The declaration ChildBuilder extends BaseBuilder<ChildBuilder> somehow indicates a code smell and seems to violate DRY. In this example BaseBuilder can be parametrized only with ChildBuilder and nothing else, so it should be redundant.
I would rather rethink whether I really want to over-architecture this and I would try to put all the methods from child builders into the BaseBuilder. Then I can simply return this from all the methods supporting chaining.
If I still think that I will benefit by separating specific groups of builder methods into their own classes, then I would give preference to composition, because applying inheritance only for code reuse is not recommended.
Suppose we have two subclasses of the BaseBuilder:
class BuilderA extends BaseBuilder<BuilderA> { BuilderA buildSomethingA() { return this; } } class BuilderB extends BaseBuilder<BuilderB> { BuilderB buildSomethingB() { return this; } }
What if the need arises to chain buildSomethingA and buildSomethingB like:
builder.buildSomething().buildSomethingA().buildSomethingB();
We will not be able to do it without moving the subclass methods to the BaseBuilder; but imagine there is also BuilderC for which those methods don't make sense and shouldn't be inherited from the BaseBuilder.

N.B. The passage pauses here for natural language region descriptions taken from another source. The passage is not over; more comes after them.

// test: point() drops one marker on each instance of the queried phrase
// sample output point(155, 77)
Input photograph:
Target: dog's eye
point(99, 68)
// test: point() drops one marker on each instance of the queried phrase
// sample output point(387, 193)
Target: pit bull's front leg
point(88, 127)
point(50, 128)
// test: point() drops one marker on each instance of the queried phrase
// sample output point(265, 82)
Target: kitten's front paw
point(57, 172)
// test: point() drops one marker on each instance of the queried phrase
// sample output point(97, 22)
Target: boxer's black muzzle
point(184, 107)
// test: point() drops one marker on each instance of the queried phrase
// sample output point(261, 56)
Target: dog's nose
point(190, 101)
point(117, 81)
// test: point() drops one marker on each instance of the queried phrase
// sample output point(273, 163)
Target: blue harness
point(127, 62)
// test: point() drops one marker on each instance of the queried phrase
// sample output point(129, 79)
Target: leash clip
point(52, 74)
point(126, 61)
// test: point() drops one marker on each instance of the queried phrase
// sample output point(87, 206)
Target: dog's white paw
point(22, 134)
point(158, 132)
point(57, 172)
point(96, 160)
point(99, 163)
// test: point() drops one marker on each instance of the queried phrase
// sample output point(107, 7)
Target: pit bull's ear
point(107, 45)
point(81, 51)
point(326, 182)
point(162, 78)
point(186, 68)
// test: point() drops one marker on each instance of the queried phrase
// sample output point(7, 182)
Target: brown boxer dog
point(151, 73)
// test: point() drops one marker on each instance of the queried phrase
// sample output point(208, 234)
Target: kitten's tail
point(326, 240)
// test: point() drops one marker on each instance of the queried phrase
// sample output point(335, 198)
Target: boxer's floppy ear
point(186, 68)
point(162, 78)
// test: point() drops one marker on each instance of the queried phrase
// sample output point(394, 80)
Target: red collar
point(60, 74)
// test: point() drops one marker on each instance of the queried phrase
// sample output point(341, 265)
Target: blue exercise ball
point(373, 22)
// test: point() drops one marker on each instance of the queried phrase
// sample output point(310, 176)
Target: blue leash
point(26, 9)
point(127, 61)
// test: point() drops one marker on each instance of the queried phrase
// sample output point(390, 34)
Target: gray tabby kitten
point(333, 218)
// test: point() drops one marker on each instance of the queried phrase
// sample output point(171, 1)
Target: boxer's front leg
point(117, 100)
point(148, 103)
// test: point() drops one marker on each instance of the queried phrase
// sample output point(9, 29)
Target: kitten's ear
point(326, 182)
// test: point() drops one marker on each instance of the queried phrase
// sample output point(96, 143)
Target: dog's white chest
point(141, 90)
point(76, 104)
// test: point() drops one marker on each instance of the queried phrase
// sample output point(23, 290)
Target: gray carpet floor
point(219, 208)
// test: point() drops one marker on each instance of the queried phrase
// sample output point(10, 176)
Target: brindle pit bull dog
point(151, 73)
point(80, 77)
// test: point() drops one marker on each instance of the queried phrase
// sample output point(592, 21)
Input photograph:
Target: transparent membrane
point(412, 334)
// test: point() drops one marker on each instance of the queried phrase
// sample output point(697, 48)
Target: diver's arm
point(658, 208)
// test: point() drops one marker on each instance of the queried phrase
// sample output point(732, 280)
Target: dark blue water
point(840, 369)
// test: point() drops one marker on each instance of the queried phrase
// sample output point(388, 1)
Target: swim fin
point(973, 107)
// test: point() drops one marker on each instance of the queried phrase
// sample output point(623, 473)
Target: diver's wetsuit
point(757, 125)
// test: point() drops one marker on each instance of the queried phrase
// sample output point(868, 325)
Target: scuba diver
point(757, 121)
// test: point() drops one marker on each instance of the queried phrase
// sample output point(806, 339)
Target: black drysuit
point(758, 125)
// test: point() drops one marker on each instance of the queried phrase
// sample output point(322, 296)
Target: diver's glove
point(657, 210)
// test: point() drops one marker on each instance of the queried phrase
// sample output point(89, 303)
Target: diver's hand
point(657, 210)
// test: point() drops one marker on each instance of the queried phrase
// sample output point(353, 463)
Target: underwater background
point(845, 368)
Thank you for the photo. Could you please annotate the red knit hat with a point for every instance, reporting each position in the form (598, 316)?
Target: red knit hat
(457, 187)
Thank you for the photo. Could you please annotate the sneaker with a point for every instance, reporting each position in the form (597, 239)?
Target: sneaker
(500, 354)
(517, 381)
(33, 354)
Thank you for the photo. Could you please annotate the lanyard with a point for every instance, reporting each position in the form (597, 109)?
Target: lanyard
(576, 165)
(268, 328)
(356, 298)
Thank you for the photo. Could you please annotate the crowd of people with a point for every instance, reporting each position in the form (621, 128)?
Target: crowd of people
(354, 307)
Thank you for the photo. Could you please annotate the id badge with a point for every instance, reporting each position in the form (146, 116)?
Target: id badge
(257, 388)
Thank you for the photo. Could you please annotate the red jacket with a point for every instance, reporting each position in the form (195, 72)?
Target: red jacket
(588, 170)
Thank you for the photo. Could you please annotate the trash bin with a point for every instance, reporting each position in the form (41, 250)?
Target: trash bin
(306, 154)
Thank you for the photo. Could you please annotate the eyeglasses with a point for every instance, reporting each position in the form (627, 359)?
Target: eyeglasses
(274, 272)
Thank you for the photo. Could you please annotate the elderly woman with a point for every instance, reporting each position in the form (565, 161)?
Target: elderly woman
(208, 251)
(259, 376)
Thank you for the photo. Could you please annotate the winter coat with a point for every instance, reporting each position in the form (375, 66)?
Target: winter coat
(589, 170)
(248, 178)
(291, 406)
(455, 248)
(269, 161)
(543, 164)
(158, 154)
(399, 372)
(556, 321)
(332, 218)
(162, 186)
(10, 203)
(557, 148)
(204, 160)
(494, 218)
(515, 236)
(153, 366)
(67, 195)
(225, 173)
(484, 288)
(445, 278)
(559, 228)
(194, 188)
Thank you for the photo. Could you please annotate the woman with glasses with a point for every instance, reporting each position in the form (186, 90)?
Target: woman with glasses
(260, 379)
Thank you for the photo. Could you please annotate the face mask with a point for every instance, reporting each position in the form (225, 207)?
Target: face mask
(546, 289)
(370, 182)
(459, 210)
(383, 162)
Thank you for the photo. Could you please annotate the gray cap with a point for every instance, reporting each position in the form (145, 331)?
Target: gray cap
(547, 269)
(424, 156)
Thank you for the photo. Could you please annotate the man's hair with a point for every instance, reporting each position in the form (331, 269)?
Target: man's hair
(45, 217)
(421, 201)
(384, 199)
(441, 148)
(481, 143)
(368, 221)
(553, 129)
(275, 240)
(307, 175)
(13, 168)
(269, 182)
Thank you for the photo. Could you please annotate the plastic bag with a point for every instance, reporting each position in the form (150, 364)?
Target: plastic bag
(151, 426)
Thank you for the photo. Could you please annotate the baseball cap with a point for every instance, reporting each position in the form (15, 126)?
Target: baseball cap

If we nevertheless move these two methods to the superclass, and next time three other methods and next time... we'll end up with a superclass responsible for 90% of the duties of the entire hierarchy with plenty of code like:
if ((this instanceof BuilderB) && !flag1 && flag2) { ... } else if ((this instanceof BuilderC) && flag1 && !flag2 && thing != null) { ... } else if ...
The solution I like more is a DSL like:
builder.buildSomething1().buildSomething2() .builderA() .buildSomethingA1().buildSomethingA2() .end() .buildSomething3() .builderB() .buildSomethingB() .end();
Here end() returns the builder instance so you can chain more of its methods or start a new sub-builder.
This way the (sub)builders can inherit from whatever they need to (otherwise they must extend only the BaseBuilder) and can have their own meaningful hierarchies or compositions.
BaseBuilder<String>wouldn't make sense.